Con un nuovo round elettorale alle porte l’attenzione per le tematiche di governo e di gestione della macchina pubblica è aumentata. Dopo molti mesi di relativa stanca, anche il dibattito sul digitale è ripartito.
Certo, le emergenze che negli ultimi anni tendono a spostare il dibattito su temi più immediati e concreti. Così come non aiutano gli scarsi risultati visti in questo campo negli ultimi anni.
Qualcosa tuttavia si muove. Timidamente si ritorna a sottolineare l‘importanza strategica del digitale per il futuro di questo Paese e la necessità di dare impulso alle politiche ne che favoriscano la diffusione.
Dunque, cosa suggerire a chi nei prossimi mesi avrà la responsabilità di dare un governo a questo paese?
Certamente uno dei temi su cui servirà qualche aggiustamento è quello del procurement pubblico.

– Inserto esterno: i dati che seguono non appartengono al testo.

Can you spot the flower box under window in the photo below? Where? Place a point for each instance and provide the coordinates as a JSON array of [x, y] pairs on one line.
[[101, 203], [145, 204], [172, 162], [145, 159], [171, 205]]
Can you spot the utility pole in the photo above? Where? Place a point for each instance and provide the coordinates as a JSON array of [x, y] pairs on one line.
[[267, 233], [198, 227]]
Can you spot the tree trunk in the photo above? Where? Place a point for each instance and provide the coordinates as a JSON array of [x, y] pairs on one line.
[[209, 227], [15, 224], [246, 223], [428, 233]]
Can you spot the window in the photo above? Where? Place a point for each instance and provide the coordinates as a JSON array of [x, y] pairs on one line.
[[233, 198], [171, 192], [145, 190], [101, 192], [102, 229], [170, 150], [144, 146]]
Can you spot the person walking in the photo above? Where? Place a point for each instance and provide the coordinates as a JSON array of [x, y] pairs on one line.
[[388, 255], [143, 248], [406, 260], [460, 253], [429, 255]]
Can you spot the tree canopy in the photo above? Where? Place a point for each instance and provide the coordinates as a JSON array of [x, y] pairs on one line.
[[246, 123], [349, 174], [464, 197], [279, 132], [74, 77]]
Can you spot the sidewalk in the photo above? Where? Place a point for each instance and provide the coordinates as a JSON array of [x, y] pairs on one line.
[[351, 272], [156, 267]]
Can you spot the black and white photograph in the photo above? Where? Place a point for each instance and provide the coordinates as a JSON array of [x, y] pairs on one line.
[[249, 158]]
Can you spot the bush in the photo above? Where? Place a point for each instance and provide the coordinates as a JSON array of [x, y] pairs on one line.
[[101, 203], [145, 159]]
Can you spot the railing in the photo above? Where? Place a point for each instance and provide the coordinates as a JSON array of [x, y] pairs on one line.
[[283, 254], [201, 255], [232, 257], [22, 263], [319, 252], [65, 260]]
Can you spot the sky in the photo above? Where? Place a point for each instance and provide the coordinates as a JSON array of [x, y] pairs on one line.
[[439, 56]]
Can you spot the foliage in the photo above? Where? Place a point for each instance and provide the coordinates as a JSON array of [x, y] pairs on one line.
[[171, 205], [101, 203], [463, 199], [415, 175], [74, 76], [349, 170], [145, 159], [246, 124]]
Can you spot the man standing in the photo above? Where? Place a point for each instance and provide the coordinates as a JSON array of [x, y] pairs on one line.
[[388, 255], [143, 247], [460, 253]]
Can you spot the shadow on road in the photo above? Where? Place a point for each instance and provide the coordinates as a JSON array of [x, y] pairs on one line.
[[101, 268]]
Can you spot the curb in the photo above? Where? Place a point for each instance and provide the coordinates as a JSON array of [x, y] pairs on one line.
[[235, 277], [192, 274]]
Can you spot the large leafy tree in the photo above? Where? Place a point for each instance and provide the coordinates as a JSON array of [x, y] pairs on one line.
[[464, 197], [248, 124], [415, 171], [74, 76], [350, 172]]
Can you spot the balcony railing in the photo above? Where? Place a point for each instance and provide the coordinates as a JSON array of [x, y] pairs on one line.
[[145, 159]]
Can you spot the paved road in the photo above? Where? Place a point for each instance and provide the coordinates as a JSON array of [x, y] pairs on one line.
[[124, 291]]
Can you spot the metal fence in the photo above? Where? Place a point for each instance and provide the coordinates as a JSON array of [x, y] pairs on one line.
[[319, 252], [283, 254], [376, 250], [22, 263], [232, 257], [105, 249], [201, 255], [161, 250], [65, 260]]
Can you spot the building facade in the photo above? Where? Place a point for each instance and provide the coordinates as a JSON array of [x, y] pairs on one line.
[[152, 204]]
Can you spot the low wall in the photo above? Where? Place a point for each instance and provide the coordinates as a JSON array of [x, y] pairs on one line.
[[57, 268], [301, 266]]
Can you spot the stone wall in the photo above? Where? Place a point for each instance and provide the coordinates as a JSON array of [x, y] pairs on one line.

Qui, oltre a completare ciò che ancora manca della riforma del 2016, serve soprattutto mettere mano alle storture che essa ha introdotto.
Ovviamente il problema non riguarda le modalità di svolgimento degli appalti: volenti o nolenti, quelle sono dettate dall’Europa.
L’incertezza normativa che ha frenato al domanda
Il punto critico – che chi ha esperienza di pubblica amministrazione sottolinea da tempo – è quello che ci sta attorno, ossia alcune scelte derivanti dall’aver spesso confuso la fisiologia del sistema con le sue, pur gravi, patologie.
Intendiamoci, non è che con questo si neghi la gravità dei fenomeni di corruzione verificatisi nella pubblica amministrazione. Ma aver dato il compito di dettare le regole degli acquisti pubblici a chi ne deve reprimere gli illeciti è stato come affidare una pasticceria a un diabetologo e poi accorgersi che le vendite non vanno bene.
A questo punto è fondamentale è evitare di dare avvio a una nuova stagione di riforma.
Negli ultimi anni l’incertezza normativa prodotta dal cambio di regole è stata pagata a caro prezzo da tutto il sistema. Di fronte a un impianto regolatorio reso incerto da miriade di novità procedurali, spesso mal definite e incerte, chi si è trovato a gestire questi processi ha inevitabilmente assunto atteggiamenti prudenziali. L’effetto è stato il parziale blocco del sistema degli appalti pubblici con tutto ciò che ne è poi conseguito in termini di riduzione della domanda.
L’importanza di regole buone e certe
Ovviamente, perché un sistema operi bene servono delle buone regole.
La loro bontà è però inutile fintanto che esse non sono chiare e certe.
Perché una regolazione funzioni è importante che chi si assume delle responsabilità abbia ben chiaro ciò che è lecito e ciò non lo è. Essenziale, inoltre, è che le prescrizioni siano effettivamente ottemperabili.
Serve pertanto chiudere la stagione della riforma e dare inizio a una nuova fase di stabilità normativa che dia modo a chi gestisce il sistema, di limare le imperfezioni esistenti e di ottimizzare l’impianto mettendo in atto politiche attive di diffusione e accompagnamento delle nuove prassi. Solo in questo modo le amministrazioni avranno la possibilità di metabolizzare le nuove regole, di farle proprie, di capirne fino in fondo le potenzialità.
Ovviamente questo è particolarmente importante quando si tratta di procurement finalizzato all’innovazione. In questo caso stiamo infatti parlando di strumenti in larga parte nuovi, per i quali non c’è la possibilità di un aggancio a precedenti esperienze. Dunque di strumenti più difficili da capire da parte dell’utenza, per i quali maggiore sono le resistenze all’utilizzo.
Aver cambiato le regole del procurement pubblico ha rappresentato un passaggio obbligato, dettato dalla disciplina comunitaria.
Sicuramente, si poteva fare meglio. Alcuni errori potevano essere evitati.
A questo punto però non è più tempo di riforme.
Per poter funzionare il sistema ha bisogno di tempo, di chiarezza e soprattutto di lavoro. Edison, che di innovazione se ne intendeva, diceva “Genius is 1 per cent inspiration and 99 per cent perspiration”.